Indiana-based Cummins Inc. on Thursday reported that its third-quarter profitability decreased even as revenue climbed.
Profit totaled $400 million, or $2.82 per share, compared with $534 million, or $3.69 per share, during the same period a year ago.
The manufacturer’s third-quarter revenue was $7.3 billion, up from $6 billion during the same period of 2021.
Analysts had expected Cummins to post a profit of $4.85 per share and revenue of $6.8 billion.
Shares of the company were trading at $231.74 at noon Thursday, down 4% from Wednesday’s closing price.
Cummins said its profitability was affected by several expenses last quarter, the largest of which was the $56 million that the company spent on a one-time bonus to employees.
“We felt very strongly that, given the tremendous effort of our employees over the last 18 months … We felt that this one-time recognition was very appropriate,” CEO Jennifer Rumsey said during a Thursday morning call with analysts.
Other costs last quarter included $25 million associated with the acquisition and integration of Meritor Inc. The Meritor acquisition was finalized in August. Cummins also cited $16 million in costs related to its previously announced plans to spin off its filtration business into a separate company. That spinoff has not yet taken place.
Excluding the Meritor acquisition and related costs, Cummins said its profit would have been $456 million, or $3.21 per share.
Also on Thursday, Cummins announced that it is continuing to gain momentum in its hydrogen business, which currently represents a tiny portion of the company.
The company said it plans to begin producing electrolyzers—equipment that makes hydrogen fuel—in the U.S. for the first time. The company will produce electrolyzers in Fridley, Minnesota, with an initial manufacturing capacity of 500 megawatts annually, with the capacity to scale up production to 1 gigawatt annually.
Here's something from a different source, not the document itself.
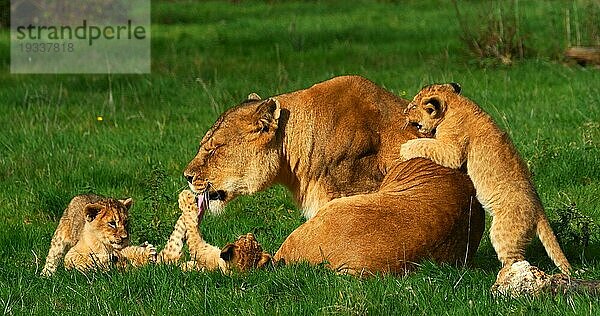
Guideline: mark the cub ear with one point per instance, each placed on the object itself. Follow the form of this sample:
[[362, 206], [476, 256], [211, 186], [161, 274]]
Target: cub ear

Cummins also said it will be expanding its electrolyzer manufacturing capacity at its Oevel, Belgium plant.
Cummins’ New Power business segment, which includes both hydrogen and electric power, generated revenue of $50 million last quarter, up from $23 million during the same period a year earlier. That business segment, which was established several years ago, has not yet become profitable.